También se podría hacer una analogía con la cuestión de la posibilidad de reparación de la ley vigente. Si los tribunales no pueden emitir un recurso que repare el daño del demandante, entonces el tribunal carece de legitimación activa en virtud del Artículo III. Podría citar California contra Texas, Brackeen y Murthy como precedentes recientes en este sentido. Por supuesto, el tribunal de Texas podría haber dictado un recurso válido, pero decidió no hacerlo. De hecho, puede que no exista un remedio real que repare sus daños a los efectos de una medida cautelar preliminar. Los demandantes no ofrecieron un mapa y el tribunal no proporcionó ninguno. Hacer cumplir los mapas de 2021 puede haber parecido el remedio más lógico, o incluso el más eficaz. Pero en realidad no repara el supuesto daño. Los demandantes todavía están atrapados en una manipulación racial, aunque más favorable a los demócratas.

En última instancia, creo que el camino más probable a seguir es que la Corte conceda una suspensión, tome nota de la probable jurisdicción y escuche el caso en febrero. O el Tribunal podría conceder una suspensión y mantener la decisión pendiente a Callais.
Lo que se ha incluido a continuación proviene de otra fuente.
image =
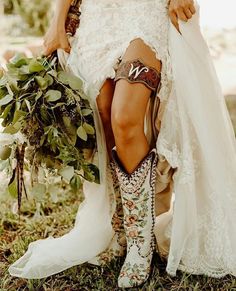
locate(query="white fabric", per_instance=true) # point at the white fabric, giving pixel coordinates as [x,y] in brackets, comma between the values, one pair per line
[196,137]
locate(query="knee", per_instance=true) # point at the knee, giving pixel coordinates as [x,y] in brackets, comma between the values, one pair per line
[125,128]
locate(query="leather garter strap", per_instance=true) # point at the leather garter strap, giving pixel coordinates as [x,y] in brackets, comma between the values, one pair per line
[136,71]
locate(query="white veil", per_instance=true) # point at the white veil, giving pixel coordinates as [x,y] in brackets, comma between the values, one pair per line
[197,138]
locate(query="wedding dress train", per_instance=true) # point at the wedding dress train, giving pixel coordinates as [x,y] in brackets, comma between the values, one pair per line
[196,138]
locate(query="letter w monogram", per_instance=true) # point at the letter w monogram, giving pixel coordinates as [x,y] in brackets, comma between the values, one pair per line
[137,71]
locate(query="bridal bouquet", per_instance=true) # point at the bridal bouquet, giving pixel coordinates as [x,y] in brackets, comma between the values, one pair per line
[47,124]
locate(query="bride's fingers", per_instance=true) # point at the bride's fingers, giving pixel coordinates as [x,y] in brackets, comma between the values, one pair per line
[188,13]
[65,45]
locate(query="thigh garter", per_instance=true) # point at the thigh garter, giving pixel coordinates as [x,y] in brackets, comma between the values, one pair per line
[136,71]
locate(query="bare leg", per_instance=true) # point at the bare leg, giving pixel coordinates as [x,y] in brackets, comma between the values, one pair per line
[104,101]
[128,110]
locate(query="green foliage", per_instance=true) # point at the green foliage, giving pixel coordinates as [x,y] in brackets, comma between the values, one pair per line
[50,110]
[58,218]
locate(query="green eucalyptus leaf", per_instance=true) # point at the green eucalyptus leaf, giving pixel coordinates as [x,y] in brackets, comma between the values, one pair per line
[43,84]
[5,100]
[67,173]
[3,81]
[24,70]
[5,152]
[49,79]
[39,191]
[53,95]
[10,129]
[39,95]
[76,183]
[6,111]
[35,66]
[88,128]
[27,104]
[18,115]
[81,132]
[64,77]
[86,112]
[53,73]
[19,60]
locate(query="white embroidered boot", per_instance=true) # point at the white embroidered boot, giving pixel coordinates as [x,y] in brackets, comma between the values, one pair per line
[137,193]
[117,246]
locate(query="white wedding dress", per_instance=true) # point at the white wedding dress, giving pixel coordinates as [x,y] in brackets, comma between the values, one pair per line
[196,138]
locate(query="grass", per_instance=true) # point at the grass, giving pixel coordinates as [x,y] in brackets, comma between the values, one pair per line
[57,219]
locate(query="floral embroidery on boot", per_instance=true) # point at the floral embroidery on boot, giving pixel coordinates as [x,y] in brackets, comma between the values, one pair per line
[137,193]
[117,246]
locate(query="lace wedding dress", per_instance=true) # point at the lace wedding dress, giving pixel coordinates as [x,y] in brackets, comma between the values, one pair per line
[192,131]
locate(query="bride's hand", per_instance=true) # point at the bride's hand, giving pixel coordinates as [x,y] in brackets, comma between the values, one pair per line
[181,9]
[55,38]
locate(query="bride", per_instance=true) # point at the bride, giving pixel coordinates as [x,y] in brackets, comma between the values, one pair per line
[162,128]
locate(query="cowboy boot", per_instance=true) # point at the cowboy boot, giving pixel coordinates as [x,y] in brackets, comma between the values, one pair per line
[137,193]
[117,246]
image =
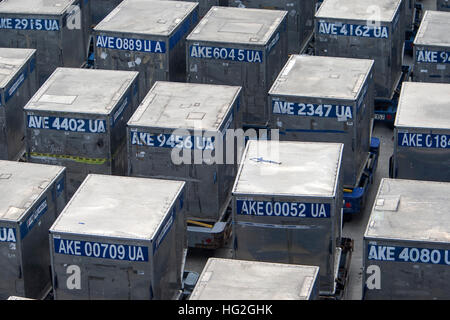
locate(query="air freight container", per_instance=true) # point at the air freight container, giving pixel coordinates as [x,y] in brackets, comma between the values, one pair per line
[432,48]
[180,132]
[120,238]
[300,18]
[227,279]
[422,132]
[326,99]
[146,36]
[18,83]
[101,8]
[366,30]
[407,242]
[241,47]
[78,118]
[287,206]
[32,196]
[58,29]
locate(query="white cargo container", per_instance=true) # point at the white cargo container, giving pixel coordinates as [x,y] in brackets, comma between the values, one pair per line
[32,196]
[18,83]
[240,47]
[432,48]
[147,36]
[120,238]
[365,30]
[326,99]
[101,8]
[78,118]
[226,279]
[287,206]
[300,18]
[422,132]
[176,134]
[443,5]
[57,29]
[407,242]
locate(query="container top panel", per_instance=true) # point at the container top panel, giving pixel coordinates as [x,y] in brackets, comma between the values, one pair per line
[11,61]
[251,280]
[424,105]
[322,77]
[118,207]
[90,91]
[21,184]
[289,169]
[44,7]
[238,25]
[185,106]
[411,210]
[434,29]
[146,17]
[367,10]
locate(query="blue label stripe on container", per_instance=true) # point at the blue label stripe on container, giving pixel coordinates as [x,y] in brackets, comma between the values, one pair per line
[283,209]
[99,250]
[8,23]
[422,140]
[408,254]
[311,110]
[8,235]
[130,44]
[171,141]
[428,56]
[229,54]
[353,30]
[66,124]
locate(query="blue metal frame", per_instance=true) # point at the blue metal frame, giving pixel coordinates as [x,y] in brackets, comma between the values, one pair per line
[357,198]
[387,108]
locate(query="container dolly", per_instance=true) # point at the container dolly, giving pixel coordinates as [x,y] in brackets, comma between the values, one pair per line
[411,34]
[385,109]
[355,199]
[342,270]
[210,235]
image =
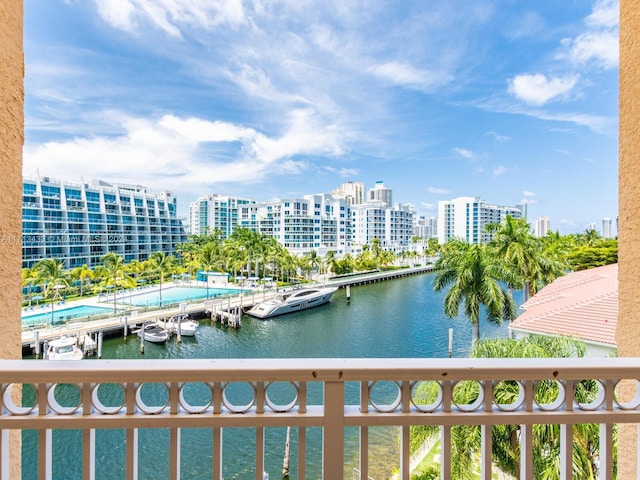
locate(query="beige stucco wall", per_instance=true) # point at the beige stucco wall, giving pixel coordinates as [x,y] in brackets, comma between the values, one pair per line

Un colega me preguntó por qué pensaba que Callais, un caso de la VRA, tendría algún impacto en el caso de la 14ª Enmienda de Texas. El escrito amicus curiae de America First Legal Foundation habla de este tema:

La resolución de Callais probablemente aclarará, si no reformará fundamentalmente, el marco legal que rige los reclamos de los demandantes contra Texas. Los recurrentes en Callais argumentan que la Constitución exige el daltonismo, afirmando que la redistribución de distritos basada en la raza, incluso en nombre del cumplimiento de la Ley de Derecho al Voto, es inconstitucional y viola el principio de que “[e]eliminar la discriminación racial significa eliminarla toda”. Id. en 2 (citando a Students for Fair Admissions, Inc. v. President & Fellows of Harvard Coll., 600 US 181, 206 (2023)). Luisiana sostiene que la jurisprudencia actual obliga a los Estados soberanos a un escenario de ricitos de oro sin salida en el que deben considerar la raza pero “sufrir perennemente la indignidad de… ser demandados por considerar demasiado o demasiado la raza”. poco”, poniendo al poder judicial federal en la posición de tener que “elegir ganadores y perdedores” en este cálculo racial. Id. en 2.

Texas está atrapado en esta situación precisa. La opinión mayoritaria a continuación invalida el mapa estatal de 2025 y concluye que las acciones de la Legislatura de Texas constituyeron una manipulación racial inadmisible. Apéndices 2–3. Texas sostiene que sus acciones fueron impulsadas por objetivos partidistas permisibles. Solicitud.de.emergencia.para.estancia.1. Como lo explica acertadamente el disenso del juez Smith a continuación, esta “tensión entre la Sección 2 de la Ley de Derecho al Voto y la jurisprudencia de manipulación racial” probablemente será resuelta por Callais. App.173 (Smith, J., disidente).

La opinión del juez Brown será insostenible si Luisiana prevalece en Callais. Y creo que este será el caso incluso si no se revisa Shaw v. Reno.